Last update24/06/2004

【Ai AF Nikkor 50mm F1.4Dのピントリングと距離指標の構造】

Ai AF Nikkor 50mm F1.4D鏡筒

 Ai AFニッコール50mmF1.4Dを分解してしまった。いや、分解するつもりはなかったんですけど、なんか鏡筒がポロリと取れてしまって(汗。 そこで、今回はAi AF Nikkor 50mm F1.4Dの内部写真と、ヘリコイドのグリスアップについて、転んでもタダでは起きないという企画です(汗。

決して分解をお勧めするものではありませんし、マネをなさっても責任は持ちません。
また、ニコンSCに「こんなこと書いてるHPがある。グリスアップやってくれ。
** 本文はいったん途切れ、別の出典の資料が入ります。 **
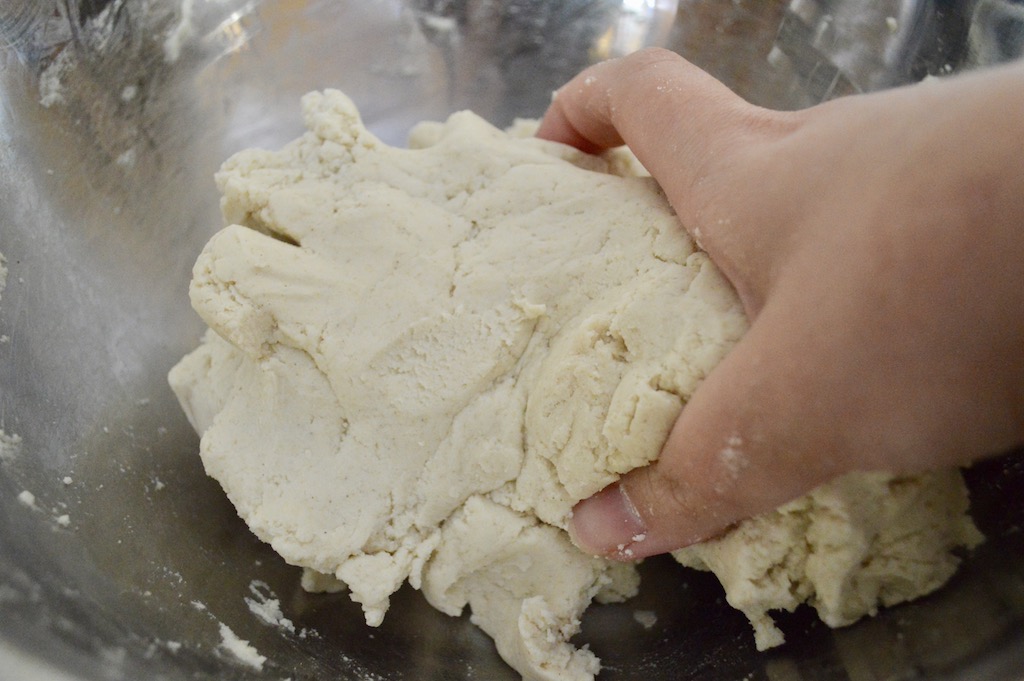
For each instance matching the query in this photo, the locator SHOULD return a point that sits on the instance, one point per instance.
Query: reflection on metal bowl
(125, 559)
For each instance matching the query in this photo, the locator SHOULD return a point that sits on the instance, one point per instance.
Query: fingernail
(607, 524)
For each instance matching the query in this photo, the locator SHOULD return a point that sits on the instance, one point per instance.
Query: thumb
(750, 439)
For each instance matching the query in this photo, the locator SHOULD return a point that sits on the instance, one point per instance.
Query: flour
(240, 649)
(420, 359)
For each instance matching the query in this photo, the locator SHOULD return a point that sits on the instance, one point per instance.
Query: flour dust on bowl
(121, 558)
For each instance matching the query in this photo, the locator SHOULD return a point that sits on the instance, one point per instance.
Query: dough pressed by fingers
(419, 360)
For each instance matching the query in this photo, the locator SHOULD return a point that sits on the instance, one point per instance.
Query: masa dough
(420, 359)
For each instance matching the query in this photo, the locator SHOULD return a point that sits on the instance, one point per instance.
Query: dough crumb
(646, 619)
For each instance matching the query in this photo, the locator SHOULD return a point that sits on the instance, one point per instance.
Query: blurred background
(120, 559)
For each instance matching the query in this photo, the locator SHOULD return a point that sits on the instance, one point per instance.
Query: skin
(877, 243)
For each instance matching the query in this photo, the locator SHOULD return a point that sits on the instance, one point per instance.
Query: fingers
(676, 118)
(747, 442)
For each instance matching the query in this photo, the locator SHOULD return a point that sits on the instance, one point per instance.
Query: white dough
(420, 359)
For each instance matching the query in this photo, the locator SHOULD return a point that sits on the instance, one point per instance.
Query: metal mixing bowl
(124, 559)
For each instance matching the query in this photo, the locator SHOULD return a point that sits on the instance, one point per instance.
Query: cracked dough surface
(420, 359)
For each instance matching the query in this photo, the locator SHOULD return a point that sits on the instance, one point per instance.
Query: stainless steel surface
(114, 115)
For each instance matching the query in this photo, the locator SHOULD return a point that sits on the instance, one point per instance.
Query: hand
(877, 243)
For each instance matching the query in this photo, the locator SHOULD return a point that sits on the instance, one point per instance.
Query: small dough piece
(862, 541)
(420, 359)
」とか無茶な注文とかしないようにお願いします。

Ai AF Nikkor 50mm F1.4D鏡筒

 Ai AF Nikkor 50mm F1.4Dは、ピントリングと距離指標の位置固定をセロテープで行っている。 ピントリングのゴムをはがすと、その下に距離指標と本来のピントリングがセロテープで固定されている。

雨の日にずっとピントリングに指を掛けていたら、このセロテープがふやけてるのを発見したので、はがして貼り直そうとしていたら、鏡筒がポロリと取れてしまった(汗。 距離指標のリングは無限遠マークと最短撮影距離の0.45mの少し行き過ぎたところの間でしか回らないようになっている。 ところが、距離指標とピントリングをテープで固定してないと、ピントリングのほうは0.45mを行き過ぎてもさらに回転して鏡筒を繰り出してしまう。 調子に乗って回してると光学系全体の鏡筒がポロリと外れてしまう。

 なお、ピントリングに繋がる方のヘリコイドは金属だが、レンズの光学系の鏡筒についているヘリコイドはエンジニアプラスチック製で、しかも溝の間隔が粗くなっている(相手側3条にこちら側1条と言う感じ)。

 せっかく外れたので(笑)、このまま組み直すのも芸がないと、グリスアップしてみることにした。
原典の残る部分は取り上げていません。